The assembly entries in the gametes table will be defaulted to the following values:

hapNumber: 0
Confidence: 1

The assembly entries in the methods table will be defaulted to the following values:

method_type: DBLoadingUtils.MethodTYpe.ASSEMBLY_HAPLOTYPES
name: mummer4
description: the mummer script parameters used with this version of PHG ( same as genotypes:line_data

An example Docker script that would call this shell script is below. Note: you need to change the mounted user directories to match your own directory configuration. The docker directories (right side of the count pair beginning with "tempFileDir" need to remain as shown here. The file names, e.g. "config.txt" should match the names of your files.

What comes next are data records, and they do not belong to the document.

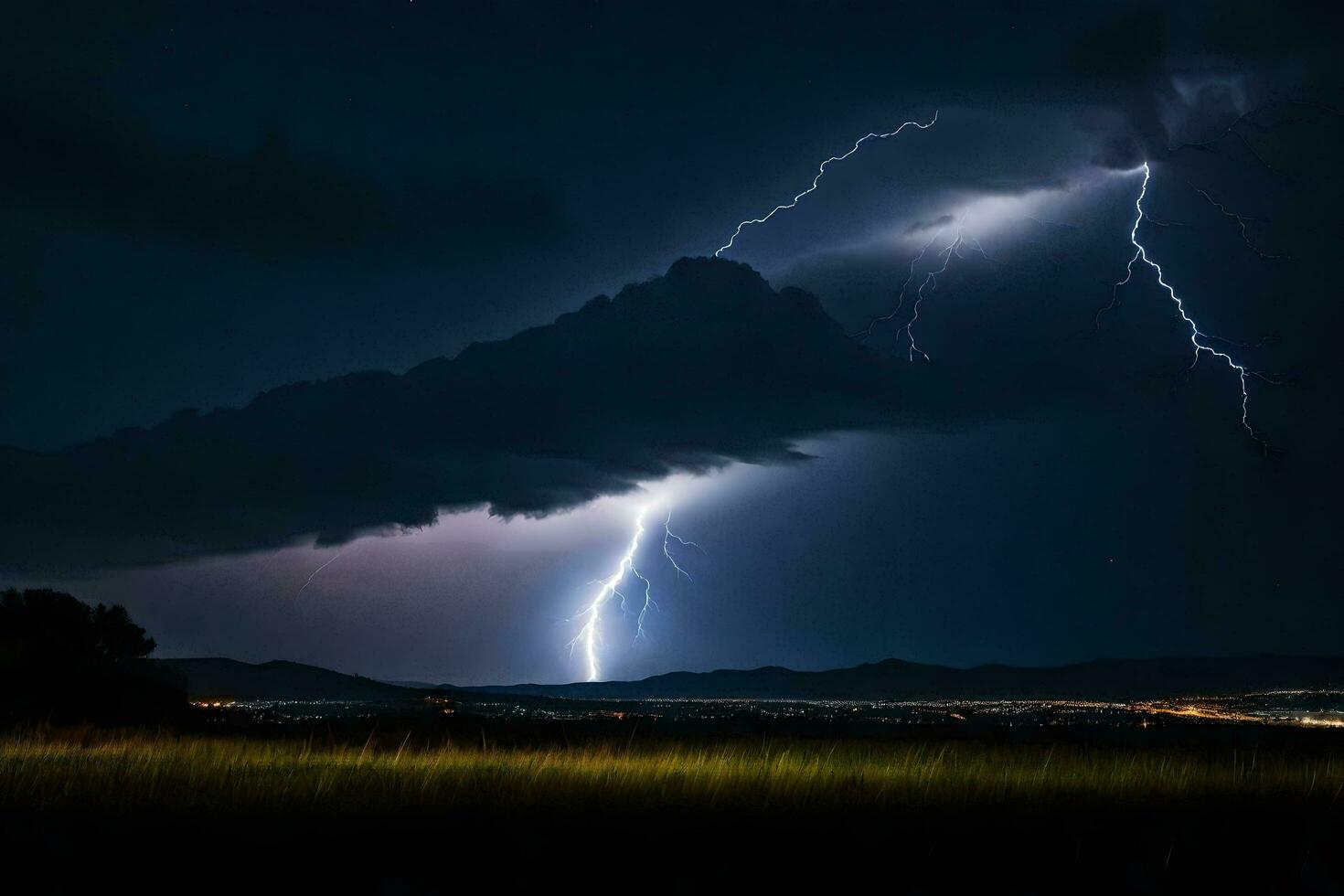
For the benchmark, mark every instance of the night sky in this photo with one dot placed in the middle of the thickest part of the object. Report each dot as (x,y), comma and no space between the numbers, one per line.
(326,205)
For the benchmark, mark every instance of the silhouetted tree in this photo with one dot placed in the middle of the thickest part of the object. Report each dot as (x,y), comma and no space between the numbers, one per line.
(63,660)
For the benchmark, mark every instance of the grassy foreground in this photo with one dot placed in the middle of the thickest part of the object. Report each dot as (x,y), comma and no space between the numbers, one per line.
(145,773)
(674,815)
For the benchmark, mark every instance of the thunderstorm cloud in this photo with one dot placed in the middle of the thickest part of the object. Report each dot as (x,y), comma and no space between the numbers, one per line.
(688,371)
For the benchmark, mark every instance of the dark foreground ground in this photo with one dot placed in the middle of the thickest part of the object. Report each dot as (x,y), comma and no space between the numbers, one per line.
(471,804)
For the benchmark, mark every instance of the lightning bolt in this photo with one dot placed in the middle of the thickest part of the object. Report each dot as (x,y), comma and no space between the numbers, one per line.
(1198,338)
(1243,220)
(960,243)
(816,180)
(589,637)
(314,575)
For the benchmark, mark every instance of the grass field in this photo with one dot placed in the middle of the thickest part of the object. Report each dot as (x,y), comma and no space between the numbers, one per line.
(205,774)
(743,812)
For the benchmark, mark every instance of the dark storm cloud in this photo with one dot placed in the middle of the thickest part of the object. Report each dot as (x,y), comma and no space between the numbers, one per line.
(684,372)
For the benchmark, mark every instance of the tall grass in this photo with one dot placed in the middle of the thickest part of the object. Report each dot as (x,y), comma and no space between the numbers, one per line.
(136,773)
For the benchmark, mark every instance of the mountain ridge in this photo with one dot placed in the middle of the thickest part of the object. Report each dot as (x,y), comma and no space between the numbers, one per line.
(894,678)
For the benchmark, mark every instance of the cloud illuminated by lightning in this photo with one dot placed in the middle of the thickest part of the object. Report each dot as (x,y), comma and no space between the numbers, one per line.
(960,243)
(816,180)
(589,638)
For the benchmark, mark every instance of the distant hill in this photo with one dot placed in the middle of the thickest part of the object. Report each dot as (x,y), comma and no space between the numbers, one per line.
(900,680)
(276,680)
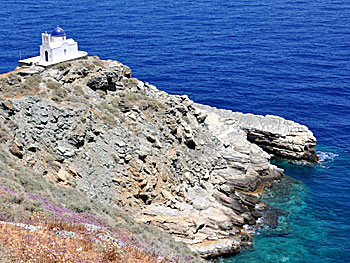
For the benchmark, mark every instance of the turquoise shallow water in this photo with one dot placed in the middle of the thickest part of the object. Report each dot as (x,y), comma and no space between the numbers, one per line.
(284,57)
(315,228)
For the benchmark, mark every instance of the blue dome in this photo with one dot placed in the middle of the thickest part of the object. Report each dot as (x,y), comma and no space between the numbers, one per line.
(58,32)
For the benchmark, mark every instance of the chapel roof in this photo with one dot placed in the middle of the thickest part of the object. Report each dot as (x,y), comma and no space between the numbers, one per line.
(58,32)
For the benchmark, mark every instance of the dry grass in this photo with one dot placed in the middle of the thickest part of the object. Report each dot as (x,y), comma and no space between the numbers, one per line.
(79,245)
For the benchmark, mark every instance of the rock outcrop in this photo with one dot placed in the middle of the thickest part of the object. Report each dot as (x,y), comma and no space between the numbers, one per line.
(195,171)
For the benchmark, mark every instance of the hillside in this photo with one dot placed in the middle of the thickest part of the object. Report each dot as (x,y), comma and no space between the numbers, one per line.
(107,150)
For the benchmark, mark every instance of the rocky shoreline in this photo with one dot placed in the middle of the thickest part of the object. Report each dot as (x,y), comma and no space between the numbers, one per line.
(195,171)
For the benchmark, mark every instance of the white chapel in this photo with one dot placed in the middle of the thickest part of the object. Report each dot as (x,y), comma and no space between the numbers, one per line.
(55,48)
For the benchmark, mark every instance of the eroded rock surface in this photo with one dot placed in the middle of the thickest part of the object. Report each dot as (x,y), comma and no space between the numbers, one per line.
(195,171)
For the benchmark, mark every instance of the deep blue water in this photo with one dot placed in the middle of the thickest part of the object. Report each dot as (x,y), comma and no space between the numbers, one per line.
(284,57)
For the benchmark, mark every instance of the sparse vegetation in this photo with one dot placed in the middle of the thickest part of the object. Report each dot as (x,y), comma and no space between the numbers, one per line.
(26,197)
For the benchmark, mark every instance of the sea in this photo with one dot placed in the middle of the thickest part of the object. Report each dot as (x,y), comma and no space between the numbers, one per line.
(283,57)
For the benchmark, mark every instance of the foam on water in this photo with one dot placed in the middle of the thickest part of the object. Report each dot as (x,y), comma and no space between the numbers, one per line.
(287,58)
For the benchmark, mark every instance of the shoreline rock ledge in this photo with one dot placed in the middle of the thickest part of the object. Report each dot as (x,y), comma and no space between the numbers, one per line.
(192,170)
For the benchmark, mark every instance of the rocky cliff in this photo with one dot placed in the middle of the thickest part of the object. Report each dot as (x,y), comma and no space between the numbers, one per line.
(194,171)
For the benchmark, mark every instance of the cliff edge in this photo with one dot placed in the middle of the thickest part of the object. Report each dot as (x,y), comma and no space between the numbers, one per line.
(195,171)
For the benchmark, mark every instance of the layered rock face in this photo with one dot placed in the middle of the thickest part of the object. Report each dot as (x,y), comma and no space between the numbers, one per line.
(194,171)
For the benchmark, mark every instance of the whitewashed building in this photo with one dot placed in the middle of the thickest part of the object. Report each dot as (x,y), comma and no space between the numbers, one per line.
(55,48)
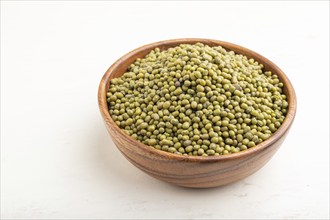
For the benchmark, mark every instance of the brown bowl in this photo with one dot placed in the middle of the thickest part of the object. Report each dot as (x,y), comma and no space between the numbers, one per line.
(194,171)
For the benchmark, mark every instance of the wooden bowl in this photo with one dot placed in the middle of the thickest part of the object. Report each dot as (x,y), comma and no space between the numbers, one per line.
(194,171)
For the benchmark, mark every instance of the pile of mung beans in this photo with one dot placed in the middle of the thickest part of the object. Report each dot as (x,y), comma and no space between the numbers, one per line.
(197,100)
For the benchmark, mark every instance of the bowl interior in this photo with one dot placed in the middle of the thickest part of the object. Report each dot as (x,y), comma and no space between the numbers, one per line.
(121,65)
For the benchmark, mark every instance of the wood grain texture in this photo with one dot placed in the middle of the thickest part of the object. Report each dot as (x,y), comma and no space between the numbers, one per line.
(194,171)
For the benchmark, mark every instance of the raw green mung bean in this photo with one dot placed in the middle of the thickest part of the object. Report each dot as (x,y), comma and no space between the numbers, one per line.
(197,100)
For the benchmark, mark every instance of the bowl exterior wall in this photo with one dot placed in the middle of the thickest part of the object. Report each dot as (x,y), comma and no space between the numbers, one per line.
(193,174)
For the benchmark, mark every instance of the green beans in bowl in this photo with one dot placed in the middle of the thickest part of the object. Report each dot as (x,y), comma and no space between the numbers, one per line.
(196,112)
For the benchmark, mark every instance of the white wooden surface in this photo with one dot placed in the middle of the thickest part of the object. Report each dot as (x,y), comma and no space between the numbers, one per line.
(57,160)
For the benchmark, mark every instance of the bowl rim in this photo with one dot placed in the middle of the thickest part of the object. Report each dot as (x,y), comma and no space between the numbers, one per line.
(281,131)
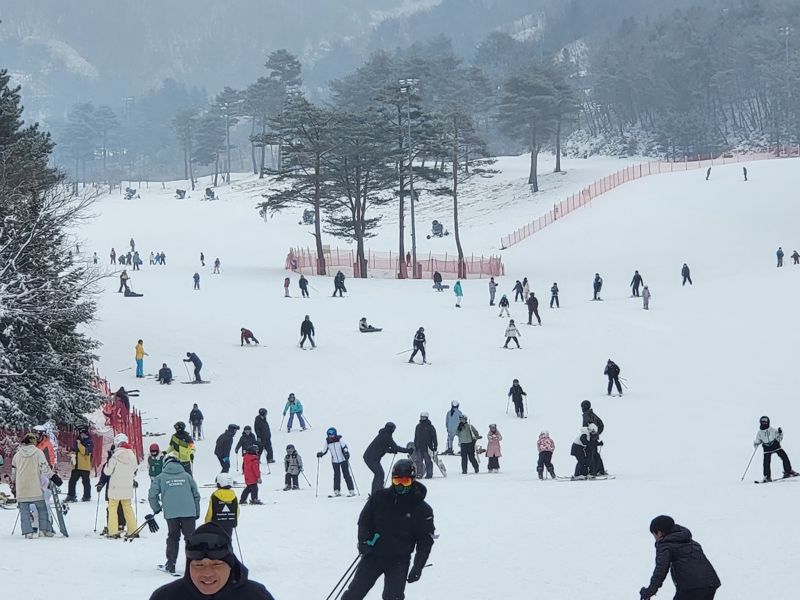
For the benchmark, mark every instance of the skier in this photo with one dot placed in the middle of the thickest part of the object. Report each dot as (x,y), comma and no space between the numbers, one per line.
(554,295)
(515,392)
(198,364)
(612,372)
(636,282)
(295,408)
(252,476)
(293,465)
(175,492)
(307,332)
(393,522)
(382,445)
(451,421)
(597,285)
(340,460)
(493,453)
(246,336)
(263,434)
(425,444)
(222,449)
(512,333)
(419,345)
(223,505)
(545,446)
(196,420)
(467,437)
(692,573)
(770,438)
(687,276)
(459,293)
(533,309)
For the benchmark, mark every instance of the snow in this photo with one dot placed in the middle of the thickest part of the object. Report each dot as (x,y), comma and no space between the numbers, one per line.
(702,366)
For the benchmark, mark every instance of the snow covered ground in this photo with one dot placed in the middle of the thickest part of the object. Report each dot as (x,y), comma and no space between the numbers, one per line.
(702,366)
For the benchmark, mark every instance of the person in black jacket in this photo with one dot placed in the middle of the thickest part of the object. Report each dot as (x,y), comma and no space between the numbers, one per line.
(425,444)
(382,445)
(307,332)
(222,449)
(264,435)
(212,571)
(676,551)
(394,522)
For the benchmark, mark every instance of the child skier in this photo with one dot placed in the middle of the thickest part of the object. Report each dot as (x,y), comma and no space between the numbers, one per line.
(293,465)
(252,476)
(546,446)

This example runs through all 10 chromosomes for a particular assembly. In this example, the assembly files are broken into fasta files name ph207chr1.fasta, ph297chr2.fasta, etc. The reference fastas are broken by chromosome and are named b73chr1.fasta, b73chr2.fasta, etc. You need to change those names to match your fasta file names.

#!python

#!/bin/bash
chromList=(1 2 3 4 5 6 7 8 9 10)

for chrom in "${chromList[@]}"
do

echo "Starting chrom ${chrom} "

docker run --name phg_assembly_container_chr${chrom} --rm \
        -v /workdir/lcj34/mummer4_testing/output:/tempFileDir/outputDir/ \
        -v /workdir/lcj34/mummer4_testing/data:/tempFileDir/data/ \
        -v /workdir/lcj34/mummer4_testing/refFastas/:/tempFileDir/data/reference/ \
        -v /workdir/lcj34/mummer4_testing/assemblyFastas/:/tempFileDir/data/assemblyFasta/ \
        -v /workdir/lcj34/mummer4_testing/mummer_from_shellDocker/:/tempFileDir/outputDir/align/ \
        -t phgrepository_test:latest \
        /LoadAssemblyAnchors.sh configSQLite_docker.txt \
                b73chr${chrom}.fasta \
                ph207chr${chrom}.fasta \
                PH207_Assembly \
                ${chrom} \
                250


echo "Finished chrom  ${chrom} "
done

Note: use docker1 if running on cbsu.

The --name parameter provides a name for the container. This is optional.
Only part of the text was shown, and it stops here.